Definición Operacional

La Dinámica de Sistemas es un enfoque asistido por computadora para el diseño y análisis de estrategias y políticas en sistemas complejos, que utiliza modelos de simulación basados en estructuras de retroalimentación e interdependencias entre variables (Forrester,s.f).

Según Forrester (s.f), estos modelos representan explícitamente acumulaciones, flujos, demoras e información disponible para los distintos tomadores de decisión, permitiendo explorar cómo las reglas de decisión vigentes generan los patrones de comportamiento observados en el tiempo.

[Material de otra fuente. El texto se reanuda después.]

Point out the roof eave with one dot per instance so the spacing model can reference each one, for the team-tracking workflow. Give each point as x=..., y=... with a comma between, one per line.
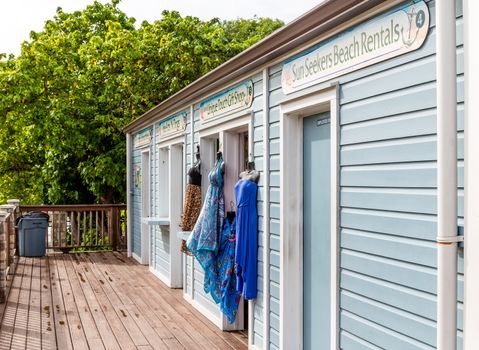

Alcance y Carácter de meta-disciplina

Forrester (s.f) concibe la Dinámica de Sistemas como una meta-disciplina aplicable a una amplia variedad de dominios: sistemas empresariales, urbanos, económicos, ambientales, sanitarios, educativos e incluso procesos históricos y sociales; sistemas abiertos en general.

En lugar de constituir un campo aislado, la metodología se superpone con disciplinas existentes y las enriquece al proporcionar un lenguaje estructurado para conectar políticas, estructuras de información y comportamiento dinámico de los sistemas.

Fuentes de Información para el Modelado

El desarrollo de modelos en Dinámica de Sistemas se apoya en la integración de tres grandes fuentes de información:

Para más detalles ver Bases de Datos Mentales, Escritas y Numéricas en Dinámica de Sistemas.

Esta combinación permite capturar no solo “lo que ocurre”, sino también cómo se decide dentro del sistema, conectando los modelos de simulación con la lógica real de decisión en contextos sociales y organizacionales (Forrester, s.f).

Enfoque en Diseño y Prueba de políticas

El propósito central de los modelos de Dinámica de Sistemas es permitir el diseño, prueba y mejora de políticas, entendidas en sentido amplio: reglas formales, procedimientos, incentivos, valores y patrones culturales que orientan las decisiones dentro del sistema (Forrester, s.f).

Forrester (s.f). resalta que el modelo se convierte en un “laboratorio de simulación” donde es posible experimentar con alternativas de política, observar sus efectos a largo plazo y detectar consecuencias no intencionales antes de implementarlas en el mundo real.